Despite the utmost importance of listening to your mix, looking at it is also necessary. Meters are the visual aids for decision making. They divulge clipping and other undesirable content that is too subtle to hear during production but may become obvious after compression. There are many types of meters used in audio. Perhaps the most useful ones are the peak and VU meters.




As you probably already know, there is a specific difference between amplitude and level. Simply put, the amplitude is bipolar and level is the absolute magnitude (See Blog: Loudness and Level).


Bipolar                                                                       Unipolar (Fully Rectified)

Bipolar                    unipolar


Level is used in metering because, as far as incoming signal, the audio engineer/producer is really only concerned with one thing – that it does not exceed the limit of their system. It does not matter whether the voltage is positive or negative at this point. All that matters is its distance from 0.

Voltages and digits are useless to audio engineers because we don’t have the sensitivity to level changes that the computer does. Make no mistake, our ears are VERY sensitive; but, our just noticeable difference (JND) for level is 1 dB – not even close to a computer’s sensitivity. The two sounds below from Loop Master’s Kate Wild sample pack are separated by the JND. Imagine trying to tell the difference between them with less change than this.


Reference Level


Reference Level + 1 dB (JND)


The dB scale was implemented for practicality. It describes a ratio of intensities (intensity compared to a reference) rather than a raw linear value. The limit of most professional audio equipment is 1.23V and the limit of most audio sequencers is a sample level of 1. Both of these numbers are usually noted as 0 dB on the interface. This does not necessarily mean there will be clipping if you push the level higher than 0 dB. Most equipment and software has some built-in headroom.




This type of meter displays the level of the signal immediately as it changes.  They show a word-for-word, if you will, level analysis as signal flows. Its reading is identical to the signal level. They are ideal for making sure a signal is not exceeding a specific limit. However, they do not reflect the way we perceive loudness. With this being said, they can provide a more useful reading than other meters for sources like resonant percussion. This is because, in these types of sources, the decay time is way longer than the attack. Yet, the decay has way less impact on our perception of the source’s loudness than the attack does.




Humans perceive loudness as an average rather than a sequence of peak levels. Here lies the disadvantage of peak meters – they do not reflect our senses. So, a number of averaging mechanisms have been invented to do so. These mechanisms range from mechanical RC circuits that slow down the needle to features in the digital domain like route mean squared (RMS) to the studio engineered VU meter.

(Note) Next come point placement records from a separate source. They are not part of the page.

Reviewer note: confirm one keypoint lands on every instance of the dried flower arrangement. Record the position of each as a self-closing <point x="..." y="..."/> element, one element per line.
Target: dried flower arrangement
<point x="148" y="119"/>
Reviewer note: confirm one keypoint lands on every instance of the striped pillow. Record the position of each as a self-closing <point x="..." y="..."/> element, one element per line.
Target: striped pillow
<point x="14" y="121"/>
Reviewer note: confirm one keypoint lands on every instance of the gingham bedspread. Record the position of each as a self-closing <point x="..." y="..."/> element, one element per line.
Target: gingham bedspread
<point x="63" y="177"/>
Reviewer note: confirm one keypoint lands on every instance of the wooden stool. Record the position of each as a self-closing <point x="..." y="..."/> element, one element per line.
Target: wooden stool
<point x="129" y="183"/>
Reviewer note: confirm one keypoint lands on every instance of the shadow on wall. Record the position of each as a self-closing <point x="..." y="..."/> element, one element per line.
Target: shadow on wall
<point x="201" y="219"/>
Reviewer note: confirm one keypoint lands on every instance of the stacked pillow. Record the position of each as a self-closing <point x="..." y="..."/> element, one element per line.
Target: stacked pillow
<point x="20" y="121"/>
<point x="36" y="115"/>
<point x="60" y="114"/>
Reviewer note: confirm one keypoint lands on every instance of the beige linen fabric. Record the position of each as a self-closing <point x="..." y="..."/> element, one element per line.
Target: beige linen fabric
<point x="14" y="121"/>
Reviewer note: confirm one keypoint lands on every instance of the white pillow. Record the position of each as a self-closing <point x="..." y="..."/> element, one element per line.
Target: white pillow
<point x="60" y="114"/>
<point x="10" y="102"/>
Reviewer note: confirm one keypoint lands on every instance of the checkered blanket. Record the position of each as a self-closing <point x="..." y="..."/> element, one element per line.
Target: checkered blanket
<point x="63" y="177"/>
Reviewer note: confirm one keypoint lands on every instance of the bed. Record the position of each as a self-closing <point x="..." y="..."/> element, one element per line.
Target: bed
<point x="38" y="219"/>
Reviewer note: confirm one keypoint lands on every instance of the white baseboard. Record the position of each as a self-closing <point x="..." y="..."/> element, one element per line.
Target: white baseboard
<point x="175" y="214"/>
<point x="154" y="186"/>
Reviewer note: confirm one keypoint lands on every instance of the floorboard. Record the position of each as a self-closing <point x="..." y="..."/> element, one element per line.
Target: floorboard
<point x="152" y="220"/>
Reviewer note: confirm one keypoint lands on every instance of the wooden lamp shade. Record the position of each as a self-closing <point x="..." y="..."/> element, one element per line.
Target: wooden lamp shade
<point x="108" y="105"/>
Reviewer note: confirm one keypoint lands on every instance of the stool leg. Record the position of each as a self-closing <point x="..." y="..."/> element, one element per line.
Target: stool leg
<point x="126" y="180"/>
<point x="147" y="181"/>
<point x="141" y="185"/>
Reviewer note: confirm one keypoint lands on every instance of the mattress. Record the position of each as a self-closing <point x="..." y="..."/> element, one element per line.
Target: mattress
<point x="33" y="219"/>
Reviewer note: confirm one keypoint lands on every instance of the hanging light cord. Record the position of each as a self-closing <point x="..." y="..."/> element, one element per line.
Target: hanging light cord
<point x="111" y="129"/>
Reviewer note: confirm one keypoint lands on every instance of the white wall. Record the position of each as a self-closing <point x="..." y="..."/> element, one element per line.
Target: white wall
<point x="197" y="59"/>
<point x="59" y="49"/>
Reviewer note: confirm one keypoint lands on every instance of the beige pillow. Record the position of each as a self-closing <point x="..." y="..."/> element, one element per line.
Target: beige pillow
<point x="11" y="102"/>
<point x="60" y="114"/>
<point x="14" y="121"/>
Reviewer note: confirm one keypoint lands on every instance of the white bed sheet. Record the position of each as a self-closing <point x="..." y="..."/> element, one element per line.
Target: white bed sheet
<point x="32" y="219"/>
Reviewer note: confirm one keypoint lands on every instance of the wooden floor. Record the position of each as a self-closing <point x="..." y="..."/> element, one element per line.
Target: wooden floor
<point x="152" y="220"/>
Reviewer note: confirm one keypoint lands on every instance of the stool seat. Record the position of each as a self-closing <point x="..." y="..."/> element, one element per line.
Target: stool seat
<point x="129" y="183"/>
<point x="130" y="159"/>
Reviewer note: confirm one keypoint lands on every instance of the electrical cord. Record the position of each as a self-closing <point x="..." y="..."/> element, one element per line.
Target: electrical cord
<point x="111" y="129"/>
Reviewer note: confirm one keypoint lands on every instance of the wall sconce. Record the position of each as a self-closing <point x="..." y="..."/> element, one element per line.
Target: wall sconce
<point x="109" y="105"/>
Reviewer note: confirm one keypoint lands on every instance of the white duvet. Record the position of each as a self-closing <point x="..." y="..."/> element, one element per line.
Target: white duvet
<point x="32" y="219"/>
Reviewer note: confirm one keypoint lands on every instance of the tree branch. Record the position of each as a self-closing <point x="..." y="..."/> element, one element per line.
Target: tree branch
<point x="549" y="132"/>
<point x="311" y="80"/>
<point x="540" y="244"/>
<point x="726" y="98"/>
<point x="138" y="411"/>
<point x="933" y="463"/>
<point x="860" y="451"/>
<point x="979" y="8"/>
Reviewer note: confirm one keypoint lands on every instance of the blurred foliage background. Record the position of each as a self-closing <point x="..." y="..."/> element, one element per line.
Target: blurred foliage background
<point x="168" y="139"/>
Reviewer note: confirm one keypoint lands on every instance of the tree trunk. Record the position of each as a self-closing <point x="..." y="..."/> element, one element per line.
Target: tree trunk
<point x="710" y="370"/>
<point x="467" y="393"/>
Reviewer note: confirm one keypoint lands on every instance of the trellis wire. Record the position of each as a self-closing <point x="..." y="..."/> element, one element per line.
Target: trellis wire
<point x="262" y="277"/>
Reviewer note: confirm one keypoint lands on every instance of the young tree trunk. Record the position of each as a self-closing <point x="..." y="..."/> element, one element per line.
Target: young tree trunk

Route Mean Squared (RMS) –  repeatedly generates an average level by squaring all values (to make everything positive), taking the mean (average), and taking the square root of that (to undo the multiplication from the first step).

The plug-in below from Sonalksis is called FreeG Stereo. It features both peak and RMS metering. The red meter/hold indicators represent peak levels and the greenish-yellow meter/hold indicators represent RMS (average).


Meters. Pic 1


VU Meters This is the most popular type of meter – the inspiration for RMS. It exists in the mechanical realm as well as in software emulations. They are scaled such that the user has more room to see changes in moderate and loud signals than in lower level increments.







Since level is often variable between left and right channels, there is a need for phase metering. Phase meters display the phase correlation between channels. Here is a phase meter from Sonalksis within their Stereo Tools plug-in…




The green bar at the bottom is the correlation meter.

If your goal is to make the channels the same (mono), you want to achieve a position of +1 (far right).

However, If you wish to make the channels completely out of phase, you want to achieve a position of -1 (far left).

Lastly, If you want to make the channels completely different (stereo), you want to achieve a position of 0 (center).

The graph displays the distribution of energy throughout the stereo image. You can use this to divulge certain width imbalances you have been hearing. Notice the percussion in the first example below is a bit unfocused, but more clear and tight in the second example.


with some Phasing Issues 



with less Phasing Issues




In general, a healthy mix/sound lies somewhere between 0 and 1 on a phase meter. Readings below 0 may indicate a problem unless of course, it is your intention to induce phasing (See Blog: Phase and Phasing).